Girls on the other hand were really considerate, they shared in emotional labor (listening and asking about you as well as bitching about their own stuff), they never engaged in random acts of violence and I felt safer around them, and so on.
All that said, I'm surprised you think your egg would have cracked sooner if not for the male environment, I wonder what you attribute to that?
Simply because I needed to meet some women for my perception to switch from "unfathomable sex objects" to "people I like to be around". Which it did, very quickly, and even if I didn't know why it was immediately clear to me that I liked, even preferred, hanging out with women as friends. One of the first times I was able to express, even jokingly, a desire to be more feminine was to a group of girlfriends. My egg exploded soon after.

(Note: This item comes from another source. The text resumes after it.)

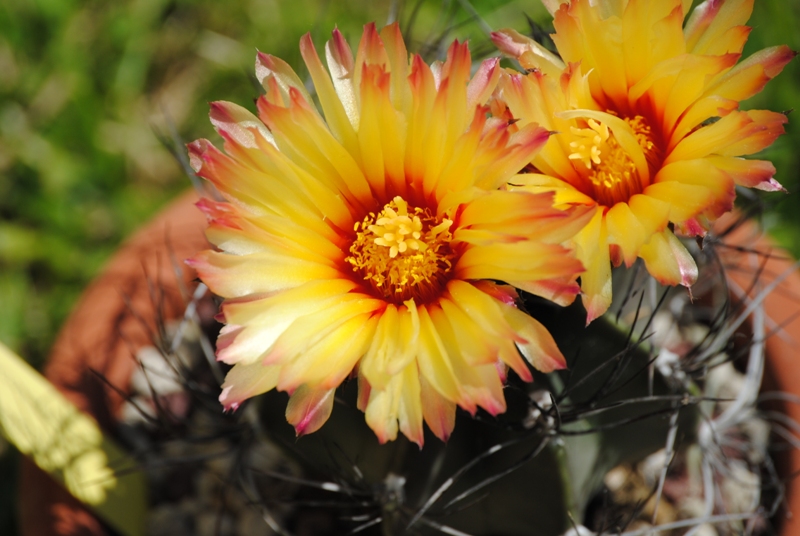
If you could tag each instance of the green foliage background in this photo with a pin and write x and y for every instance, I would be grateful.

It's possible social pressures would have kept boys and girls apart like you describe, but otoh I've always been a bit of a deliberate outcast, and I'd probably have quite enjoyed defying those expectations.
ahh, interesting. My world was dominated by women from the time I was born, I often thought that was why I wanted to be a woman (and a reason I used to discount the possibility I was trans, it's just "normal" to feel that pressure as the only boy, etc.).
My denial survived
Looking back, I don't see how it wasn't obvious, but even now I have imposter syndrome and endless doubting.
I feel you. Had the exact same thing. I first thought I was gay, but I never really liked the appearance of men. This was quite confusing.
to be fair, taking estrogen made my attraction to men much stronger, where before I never saw a man IRL and felt sexual desire, now there are times where I do (and strongly so, the way I might feel attraction to a woman). I think part of what was going on was that being attracted to a man as a man made no sense to me, but being attracted to a man as a woman does make sense - but more than that I think it's just hormones, the estrogen flipped a switch and balanced out my bisexuality from incidental to moderate.
Oh, dear--the closet wasn't even glass! I do get the "almost like I'm gay, but for women" thing, though.
Funny thing about imposter syndrome: I can reflect on past signs all day long and still feel it, but thinking about the joy I get from presenting femme or the effects of HRT puts it to bed. Or rather, I don't care if I'm faking it if I get to feel this good. Euphoria is the way to go!